We did see some nice Parasteatoda and one jet-black brawny S. borealis hiding inside the windows of the 4H administration building, where we couldn’t get at them. They waved to us and asked us what the heck we were doing out in the rain. So we decided to come home and sit inside and drink hot coffee, like smart sensible spiders.

Oh what a beautiful morning!

Here’s what’s nice about being an early bird: it’s cool still, it’s quiet, the spiders built their webs overnight and are ready to show them off, and that morning light low on the horizon is absolutely perfect for visualizing webs. Also, the spiders are having their breakfast so you can see lots of predatory action.
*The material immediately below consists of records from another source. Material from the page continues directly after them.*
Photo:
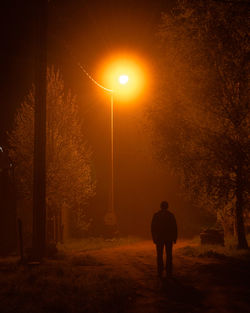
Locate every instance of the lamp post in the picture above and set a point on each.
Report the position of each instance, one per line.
(110, 217)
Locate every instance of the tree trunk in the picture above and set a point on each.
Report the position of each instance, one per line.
(240, 229)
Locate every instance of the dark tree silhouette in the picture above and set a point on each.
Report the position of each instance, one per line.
(201, 117)
(69, 181)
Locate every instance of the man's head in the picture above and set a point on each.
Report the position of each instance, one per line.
(164, 205)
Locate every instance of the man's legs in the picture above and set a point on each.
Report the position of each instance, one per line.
(169, 265)
(159, 250)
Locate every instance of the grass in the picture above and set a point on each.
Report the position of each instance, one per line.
(72, 282)
(74, 285)
(215, 251)
(94, 243)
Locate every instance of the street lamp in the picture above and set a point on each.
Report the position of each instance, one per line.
(126, 78)
(110, 218)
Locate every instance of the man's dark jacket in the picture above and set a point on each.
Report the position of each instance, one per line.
(164, 226)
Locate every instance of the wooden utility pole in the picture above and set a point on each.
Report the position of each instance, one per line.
(39, 169)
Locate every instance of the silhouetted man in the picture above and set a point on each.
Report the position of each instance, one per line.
(164, 233)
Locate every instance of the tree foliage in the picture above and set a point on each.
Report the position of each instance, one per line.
(69, 181)
(201, 120)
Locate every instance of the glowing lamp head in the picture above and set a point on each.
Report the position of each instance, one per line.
(123, 79)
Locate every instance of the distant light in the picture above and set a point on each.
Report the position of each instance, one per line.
(123, 79)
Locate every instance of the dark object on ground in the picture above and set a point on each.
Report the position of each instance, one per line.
(212, 237)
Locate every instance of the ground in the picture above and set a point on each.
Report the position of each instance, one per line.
(123, 278)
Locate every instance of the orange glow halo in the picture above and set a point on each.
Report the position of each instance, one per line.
(130, 66)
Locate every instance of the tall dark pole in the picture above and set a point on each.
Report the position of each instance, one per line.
(39, 169)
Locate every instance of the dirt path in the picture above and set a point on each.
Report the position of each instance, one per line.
(196, 286)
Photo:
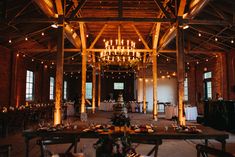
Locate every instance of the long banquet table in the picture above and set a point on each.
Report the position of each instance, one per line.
(148, 138)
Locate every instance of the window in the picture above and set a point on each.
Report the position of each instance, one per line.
(186, 89)
(207, 85)
(29, 85)
(65, 90)
(88, 90)
(52, 88)
(118, 85)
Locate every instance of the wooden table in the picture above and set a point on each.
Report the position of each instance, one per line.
(147, 138)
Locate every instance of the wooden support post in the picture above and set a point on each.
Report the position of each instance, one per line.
(59, 71)
(180, 70)
(154, 68)
(93, 82)
(99, 86)
(144, 87)
(83, 91)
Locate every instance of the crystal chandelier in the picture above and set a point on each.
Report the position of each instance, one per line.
(119, 52)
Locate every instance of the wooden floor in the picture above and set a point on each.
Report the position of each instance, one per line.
(169, 148)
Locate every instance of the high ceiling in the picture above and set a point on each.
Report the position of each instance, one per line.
(208, 20)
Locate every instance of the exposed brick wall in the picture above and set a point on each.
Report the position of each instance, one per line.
(13, 73)
(5, 75)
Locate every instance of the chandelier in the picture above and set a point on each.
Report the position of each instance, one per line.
(119, 52)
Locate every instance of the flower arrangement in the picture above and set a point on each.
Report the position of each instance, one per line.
(120, 120)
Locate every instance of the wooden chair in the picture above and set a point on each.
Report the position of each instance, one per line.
(5, 150)
(55, 141)
(205, 151)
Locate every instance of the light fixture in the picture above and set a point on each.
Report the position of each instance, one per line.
(54, 25)
(185, 26)
(119, 52)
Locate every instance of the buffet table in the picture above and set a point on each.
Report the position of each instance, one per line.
(191, 113)
(106, 106)
(155, 137)
(171, 111)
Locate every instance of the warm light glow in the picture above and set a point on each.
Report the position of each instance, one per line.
(120, 52)
(55, 25)
(186, 27)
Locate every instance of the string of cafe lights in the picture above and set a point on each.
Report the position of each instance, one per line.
(216, 37)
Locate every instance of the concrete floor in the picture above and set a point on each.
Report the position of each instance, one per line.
(169, 148)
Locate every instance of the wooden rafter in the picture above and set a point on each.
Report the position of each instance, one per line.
(98, 36)
(156, 35)
(159, 4)
(120, 8)
(181, 7)
(59, 7)
(80, 5)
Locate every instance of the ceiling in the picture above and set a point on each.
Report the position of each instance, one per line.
(208, 20)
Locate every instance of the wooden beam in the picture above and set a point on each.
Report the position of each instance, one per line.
(99, 84)
(143, 41)
(95, 19)
(154, 70)
(181, 7)
(180, 57)
(207, 22)
(83, 91)
(98, 36)
(59, 7)
(159, 4)
(120, 8)
(156, 35)
(141, 38)
(80, 5)
(59, 72)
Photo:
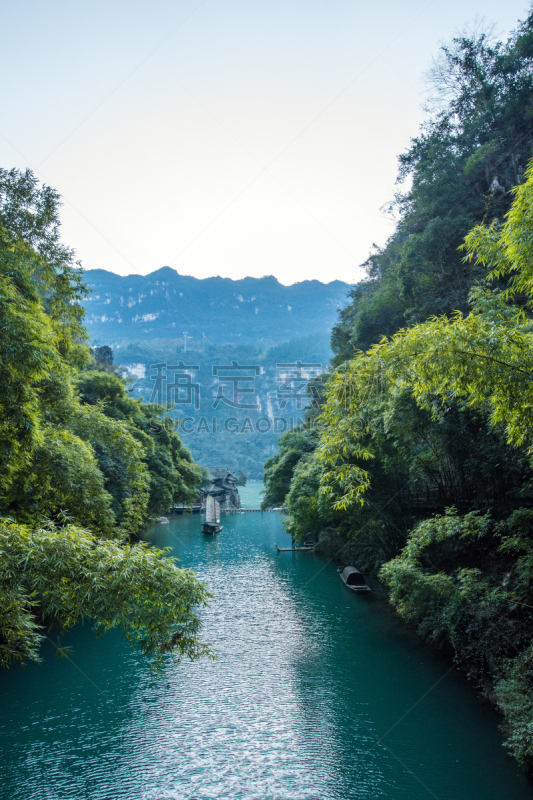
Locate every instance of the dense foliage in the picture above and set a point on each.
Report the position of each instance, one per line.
(82, 464)
(419, 462)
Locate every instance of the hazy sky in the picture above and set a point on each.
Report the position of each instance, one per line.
(222, 137)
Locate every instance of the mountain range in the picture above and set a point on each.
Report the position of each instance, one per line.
(173, 309)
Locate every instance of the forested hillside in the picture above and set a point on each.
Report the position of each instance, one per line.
(220, 433)
(163, 305)
(418, 463)
(83, 466)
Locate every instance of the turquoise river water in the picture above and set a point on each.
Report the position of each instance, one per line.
(317, 694)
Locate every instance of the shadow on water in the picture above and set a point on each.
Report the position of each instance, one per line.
(308, 676)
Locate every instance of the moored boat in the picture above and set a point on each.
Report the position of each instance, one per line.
(354, 579)
(212, 516)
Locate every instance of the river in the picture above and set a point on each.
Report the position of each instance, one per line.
(317, 694)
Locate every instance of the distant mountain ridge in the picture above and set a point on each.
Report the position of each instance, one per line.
(164, 305)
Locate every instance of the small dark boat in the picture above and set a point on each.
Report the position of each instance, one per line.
(293, 549)
(354, 579)
(212, 517)
(210, 529)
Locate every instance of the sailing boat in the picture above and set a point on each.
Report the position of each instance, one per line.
(212, 516)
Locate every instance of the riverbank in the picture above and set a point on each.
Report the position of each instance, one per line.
(316, 693)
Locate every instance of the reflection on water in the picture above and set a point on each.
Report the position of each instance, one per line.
(308, 676)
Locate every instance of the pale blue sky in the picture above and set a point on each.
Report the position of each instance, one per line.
(222, 137)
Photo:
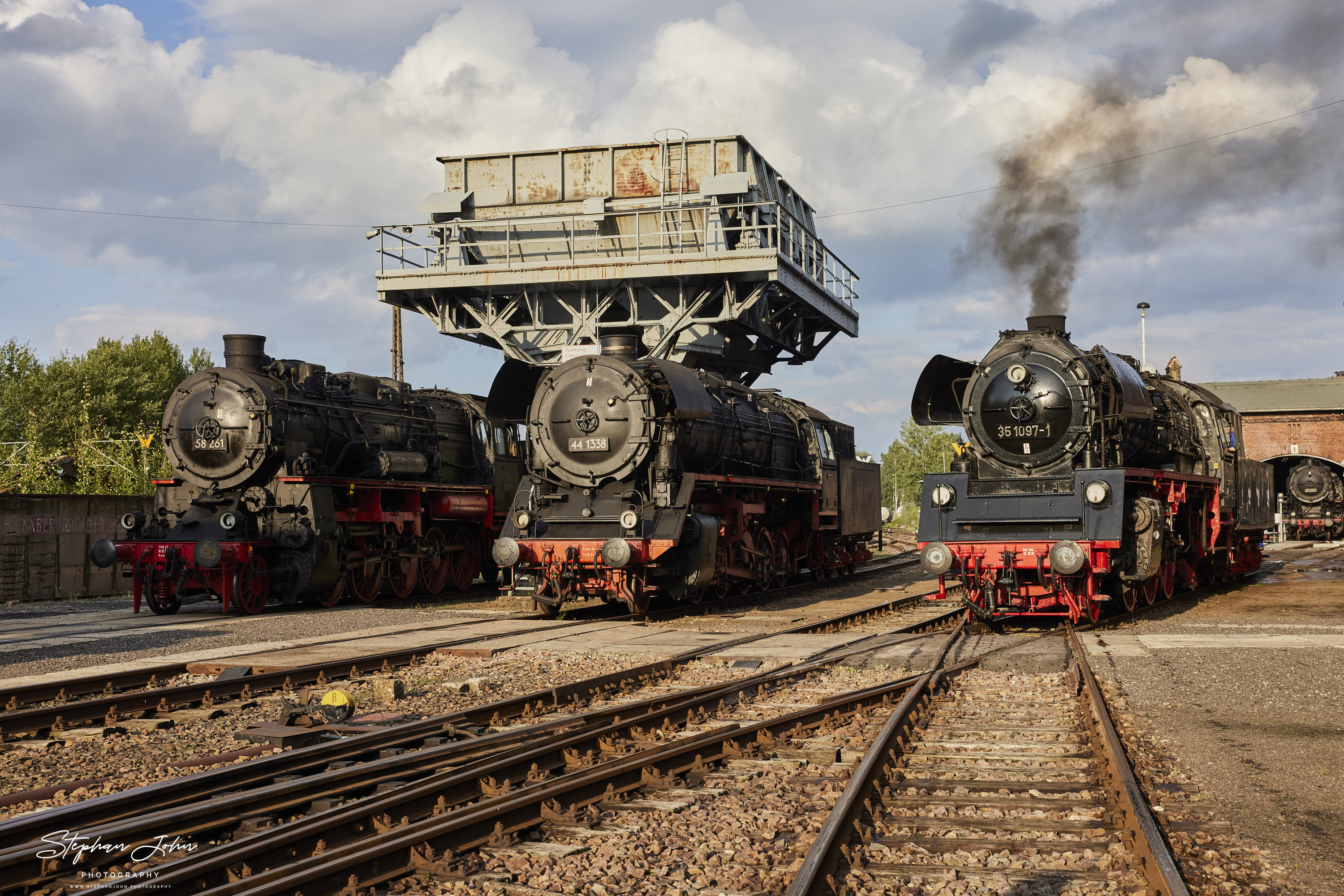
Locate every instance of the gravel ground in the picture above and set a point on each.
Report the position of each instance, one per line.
(1213, 863)
(135, 759)
(210, 629)
(1261, 730)
(745, 831)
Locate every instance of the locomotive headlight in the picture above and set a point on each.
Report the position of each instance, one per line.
(1066, 558)
(504, 553)
(207, 554)
(616, 553)
(1097, 493)
(936, 558)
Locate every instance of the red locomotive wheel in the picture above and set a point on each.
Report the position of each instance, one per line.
(1168, 577)
(366, 577)
(402, 575)
(781, 559)
(639, 600)
(1152, 585)
(252, 586)
(465, 559)
(332, 597)
(435, 569)
(765, 544)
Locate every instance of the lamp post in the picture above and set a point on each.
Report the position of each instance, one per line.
(1143, 331)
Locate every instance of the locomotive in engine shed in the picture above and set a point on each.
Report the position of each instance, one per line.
(307, 487)
(648, 477)
(1085, 480)
(1314, 502)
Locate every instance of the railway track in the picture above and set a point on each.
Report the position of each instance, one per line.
(49, 707)
(996, 781)
(401, 754)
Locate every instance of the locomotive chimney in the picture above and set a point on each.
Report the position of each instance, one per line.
(621, 347)
(1046, 322)
(245, 352)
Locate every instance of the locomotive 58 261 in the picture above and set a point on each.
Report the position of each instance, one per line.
(1085, 480)
(1314, 506)
(650, 477)
(306, 485)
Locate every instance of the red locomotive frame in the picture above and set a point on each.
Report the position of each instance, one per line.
(749, 553)
(417, 534)
(1215, 549)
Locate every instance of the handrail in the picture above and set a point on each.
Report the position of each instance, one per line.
(765, 227)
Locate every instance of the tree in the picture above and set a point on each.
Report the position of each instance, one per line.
(19, 399)
(917, 450)
(103, 409)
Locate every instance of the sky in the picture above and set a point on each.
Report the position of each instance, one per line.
(332, 112)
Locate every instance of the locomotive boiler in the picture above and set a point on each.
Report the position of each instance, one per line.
(1085, 479)
(303, 485)
(648, 477)
(1314, 502)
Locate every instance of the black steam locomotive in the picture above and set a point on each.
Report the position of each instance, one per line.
(1085, 480)
(306, 487)
(1314, 503)
(648, 477)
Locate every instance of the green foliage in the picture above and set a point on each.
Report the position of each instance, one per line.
(101, 409)
(917, 450)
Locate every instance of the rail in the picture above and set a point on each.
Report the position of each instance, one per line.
(615, 237)
(869, 788)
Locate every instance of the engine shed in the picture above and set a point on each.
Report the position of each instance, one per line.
(697, 246)
(1288, 421)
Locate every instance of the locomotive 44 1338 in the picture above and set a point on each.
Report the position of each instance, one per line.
(1085, 480)
(651, 477)
(304, 485)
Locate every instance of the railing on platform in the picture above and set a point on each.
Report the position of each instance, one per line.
(613, 237)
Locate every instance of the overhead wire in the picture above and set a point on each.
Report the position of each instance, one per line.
(839, 214)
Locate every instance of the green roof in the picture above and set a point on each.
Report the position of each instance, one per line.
(1252, 397)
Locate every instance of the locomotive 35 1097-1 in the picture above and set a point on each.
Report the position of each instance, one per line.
(1085, 480)
(1314, 502)
(650, 477)
(304, 485)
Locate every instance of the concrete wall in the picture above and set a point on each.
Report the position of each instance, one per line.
(1315, 433)
(45, 544)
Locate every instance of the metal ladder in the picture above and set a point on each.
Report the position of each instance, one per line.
(672, 190)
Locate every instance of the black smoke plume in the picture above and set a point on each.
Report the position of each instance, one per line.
(1034, 225)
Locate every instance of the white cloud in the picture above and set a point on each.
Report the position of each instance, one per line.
(280, 115)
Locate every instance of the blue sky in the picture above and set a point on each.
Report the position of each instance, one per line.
(332, 113)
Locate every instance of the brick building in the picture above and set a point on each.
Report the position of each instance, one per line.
(1285, 418)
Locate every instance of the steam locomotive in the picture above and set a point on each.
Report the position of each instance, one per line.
(1085, 480)
(302, 485)
(1314, 506)
(648, 477)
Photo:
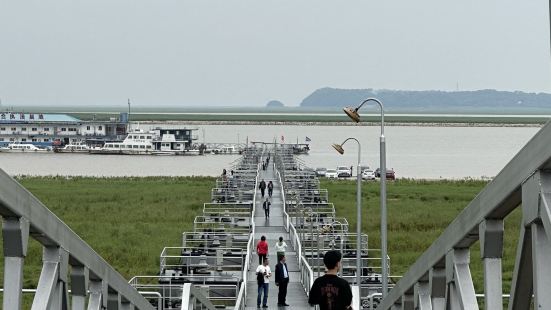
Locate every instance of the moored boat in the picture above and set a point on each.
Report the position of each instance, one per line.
(23, 148)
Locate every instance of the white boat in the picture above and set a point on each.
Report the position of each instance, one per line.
(23, 148)
(73, 148)
(137, 142)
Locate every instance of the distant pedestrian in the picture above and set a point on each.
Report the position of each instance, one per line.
(266, 206)
(282, 280)
(280, 247)
(263, 274)
(262, 249)
(270, 188)
(329, 291)
(262, 187)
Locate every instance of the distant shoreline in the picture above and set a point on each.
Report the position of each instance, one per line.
(314, 123)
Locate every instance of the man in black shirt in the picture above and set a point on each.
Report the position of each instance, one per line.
(329, 291)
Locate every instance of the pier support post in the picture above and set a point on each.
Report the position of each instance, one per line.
(79, 286)
(51, 292)
(15, 233)
(491, 252)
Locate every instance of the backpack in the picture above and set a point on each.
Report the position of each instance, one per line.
(260, 278)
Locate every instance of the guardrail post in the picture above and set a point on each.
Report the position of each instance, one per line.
(79, 286)
(438, 285)
(461, 293)
(51, 292)
(491, 252)
(536, 202)
(408, 300)
(112, 299)
(98, 289)
(126, 305)
(422, 294)
(15, 233)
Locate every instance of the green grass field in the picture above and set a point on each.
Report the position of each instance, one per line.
(129, 220)
(418, 212)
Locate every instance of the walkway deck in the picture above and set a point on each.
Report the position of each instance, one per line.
(273, 228)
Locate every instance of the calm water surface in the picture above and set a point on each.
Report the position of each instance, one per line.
(413, 152)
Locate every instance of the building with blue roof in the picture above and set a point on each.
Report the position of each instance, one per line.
(45, 129)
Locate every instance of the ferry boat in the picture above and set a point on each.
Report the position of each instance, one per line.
(23, 148)
(137, 142)
(73, 148)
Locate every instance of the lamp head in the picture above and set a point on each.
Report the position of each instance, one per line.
(352, 113)
(338, 148)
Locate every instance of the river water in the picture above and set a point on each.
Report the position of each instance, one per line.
(413, 152)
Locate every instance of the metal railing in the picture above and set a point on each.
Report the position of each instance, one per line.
(442, 274)
(90, 276)
(306, 273)
(242, 295)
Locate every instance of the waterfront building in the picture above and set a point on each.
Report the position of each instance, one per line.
(45, 129)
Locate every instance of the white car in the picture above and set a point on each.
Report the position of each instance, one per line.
(344, 172)
(331, 174)
(368, 174)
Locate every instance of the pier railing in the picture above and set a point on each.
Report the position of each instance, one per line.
(441, 277)
(306, 273)
(90, 276)
(242, 295)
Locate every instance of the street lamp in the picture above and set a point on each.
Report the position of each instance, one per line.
(355, 116)
(339, 148)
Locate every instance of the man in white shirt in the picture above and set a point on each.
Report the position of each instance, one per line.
(282, 280)
(280, 247)
(266, 273)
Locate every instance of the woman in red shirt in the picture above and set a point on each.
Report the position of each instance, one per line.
(262, 250)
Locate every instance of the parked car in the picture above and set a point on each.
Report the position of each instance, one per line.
(368, 174)
(331, 174)
(344, 172)
(364, 167)
(320, 172)
(390, 174)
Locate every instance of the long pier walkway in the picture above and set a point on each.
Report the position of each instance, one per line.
(272, 228)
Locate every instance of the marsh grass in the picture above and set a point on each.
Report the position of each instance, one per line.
(127, 221)
(418, 212)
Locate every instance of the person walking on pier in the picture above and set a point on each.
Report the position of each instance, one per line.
(270, 188)
(266, 206)
(329, 291)
(280, 246)
(262, 250)
(282, 280)
(263, 274)
(262, 187)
Not here, though: I put photos of spiders on iNaturalist and Instagram, and also on Patreon, although it costs a dollar a month to see them there.

If you’ve got the earworm, you can listen to the rest of the song on YouTube. The corn isn’t quite as high as an elephant’s eye though, yet.

Yeah, yeah, Australians are always bragging about their spiders

I know — everyone is sending me this story about the vast billowing waves of spider silk in Australia. It’s always Australia, they get all the attention because of the magnitude of the spider webs, but really, it’s fairly common behavior. I’ve seen smaller scale examples right here in the good ol’ USA.

For example, last weekend I was poking around my brother Jim’s yard down near Ocean Shores, Washington, and I opened up a small shed, and behold: the entire ceiling was one vast fluffy blanket of cobweb, dotted with little spiders everywhere. It was beautiful. It looked a lot like those Australian seas of spider silk, only smaller and less transient.

I took a picture of one of the multitude of inhabitants. I think it’s probably some species of Theridion.